What makes FindMy.py particularly impressive is how it consolidates disparate research. The anisette provisioning builds on Pypush's work, the cryptographic implementation draws from OpenHaystack's specifications, and the API interaction evolved from biemster's original FindMy. By unifying these into a coherent API with both sync and async support, it transforms scattered proof-of-concept code into a genuinely usable library.

Gotcha

The elephant in the room is sustainability and legality. FindMy.py works through reverse engineering—there's no official API, no developer agreement, no support channel. Apple could change their protocols tomorrow, implement additional security checks, or start flagging accounts that exhibit unusual access patterns. The library's reliance on anisette providers is particularly fragile; these services themselves may face legal pressure or technical countermeasures. If you build a production application on FindMy.py, you're accepting the risk that it could simply stop working after an Apple server update.

There are also practical limitations around authentication. While the library handles 2FA gracefully, accounts with advanced security features (like hardware security keys) may not work. The documentation explicitly notes that the CLI is still in development, and some edge cases around account types and device configurations remain unhandled. Rate limiting is another concern—aggressive querying could trigger Apple's anti-abuse systems, potentially locking you out of your account. The library doesn't implement backoff or retry logic by default, so you'll need to add that yourself for any serious application.

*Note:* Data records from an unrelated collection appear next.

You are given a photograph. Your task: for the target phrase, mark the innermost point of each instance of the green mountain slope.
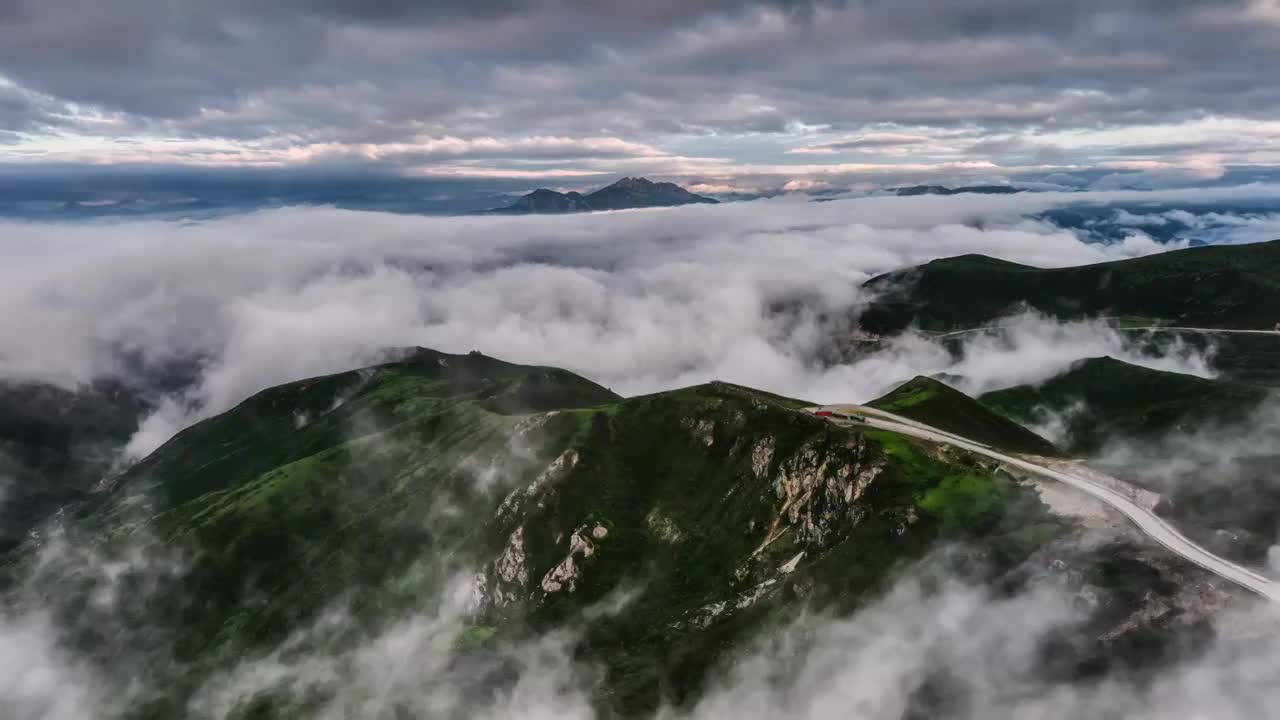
(55, 445)
(947, 409)
(1215, 286)
(1105, 399)
(721, 510)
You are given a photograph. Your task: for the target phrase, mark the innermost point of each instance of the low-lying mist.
(754, 294)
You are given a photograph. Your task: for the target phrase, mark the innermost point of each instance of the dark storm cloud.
(384, 71)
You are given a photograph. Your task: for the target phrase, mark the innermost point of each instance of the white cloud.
(636, 300)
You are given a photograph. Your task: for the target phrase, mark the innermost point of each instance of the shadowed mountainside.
(1223, 286)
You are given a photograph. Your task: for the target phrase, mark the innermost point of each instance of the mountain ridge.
(1219, 286)
(625, 194)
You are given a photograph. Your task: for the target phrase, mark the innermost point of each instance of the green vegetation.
(1228, 286)
(1104, 399)
(935, 404)
(721, 509)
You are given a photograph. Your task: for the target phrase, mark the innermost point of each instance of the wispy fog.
(755, 294)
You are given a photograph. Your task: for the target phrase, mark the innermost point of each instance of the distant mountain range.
(1221, 286)
(944, 190)
(624, 195)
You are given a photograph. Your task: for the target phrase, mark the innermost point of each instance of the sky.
(717, 94)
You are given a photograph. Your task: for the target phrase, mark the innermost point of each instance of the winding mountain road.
(1129, 329)
(1144, 519)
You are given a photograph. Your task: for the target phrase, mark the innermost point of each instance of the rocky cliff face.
(653, 537)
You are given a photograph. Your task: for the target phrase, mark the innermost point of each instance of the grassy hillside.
(1215, 286)
(1105, 399)
(721, 509)
(945, 408)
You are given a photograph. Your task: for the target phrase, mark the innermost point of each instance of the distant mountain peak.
(625, 194)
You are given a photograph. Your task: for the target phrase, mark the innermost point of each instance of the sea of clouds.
(640, 301)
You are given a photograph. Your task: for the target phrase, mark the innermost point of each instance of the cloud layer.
(762, 294)
(711, 89)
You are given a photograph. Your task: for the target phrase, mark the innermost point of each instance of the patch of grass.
(935, 404)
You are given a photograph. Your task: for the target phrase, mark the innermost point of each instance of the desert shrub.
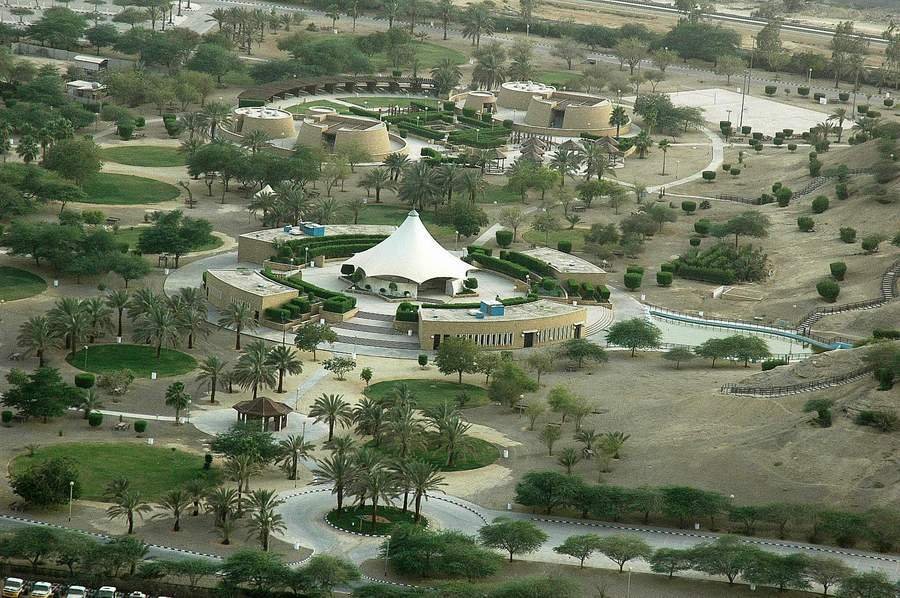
(820, 204)
(828, 289)
(84, 380)
(805, 224)
(885, 421)
(504, 238)
(848, 234)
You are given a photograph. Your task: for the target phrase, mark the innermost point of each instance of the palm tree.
(418, 187)
(216, 114)
(239, 316)
(98, 317)
(423, 478)
(175, 502)
(332, 409)
(211, 374)
(336, 469)
(177, 399)
(157, 326)
(293, 448)
(118, 301)
(378, 179)
(68, 318)
(664, 146)
(90, 402)
(618, 117)
(264, 521)
(255, 140)
(36, 335)
(253, 368)
(128, 504)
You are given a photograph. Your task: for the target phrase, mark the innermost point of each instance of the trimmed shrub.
(828, 289)
(632, 281)
(771, 364)
(848, 234)
(84, 380)
(702, 226)
(838, 270)
(820, 204)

Additionally, if you're tracking official Apple accessories rather than DIY OpenHaystack tags, you're working with device identifiers that may change or require reverse engineering additional Apple endpoints to discover programmatically.

Verdict

Use if: you're building cross-platform tracking applications that need FindMy integration, developing tools for OpenHaystack-compatible DIY trackers, conducting research on location privacy and tracking networks, or need to integrate AirTag tracking into automation workflows where official Apple tools don't suffice. This library is perfect for hobbyists, researchers, and developers comfortable with reverse-engineered APIs who understand the inherent fragility. Skip if: you need production-stable code with vendor support and SLAs, you're uncomfortable with potential ToS violations that could affect your Apple account, you can accomplish your goals using official Apple platforms (iCloud.com, Find My app), or you require legal indemnification for commercial use. The library is brilliant technically but fundamentally at odds with Apple's business model—use it with eyes wide open to the risks.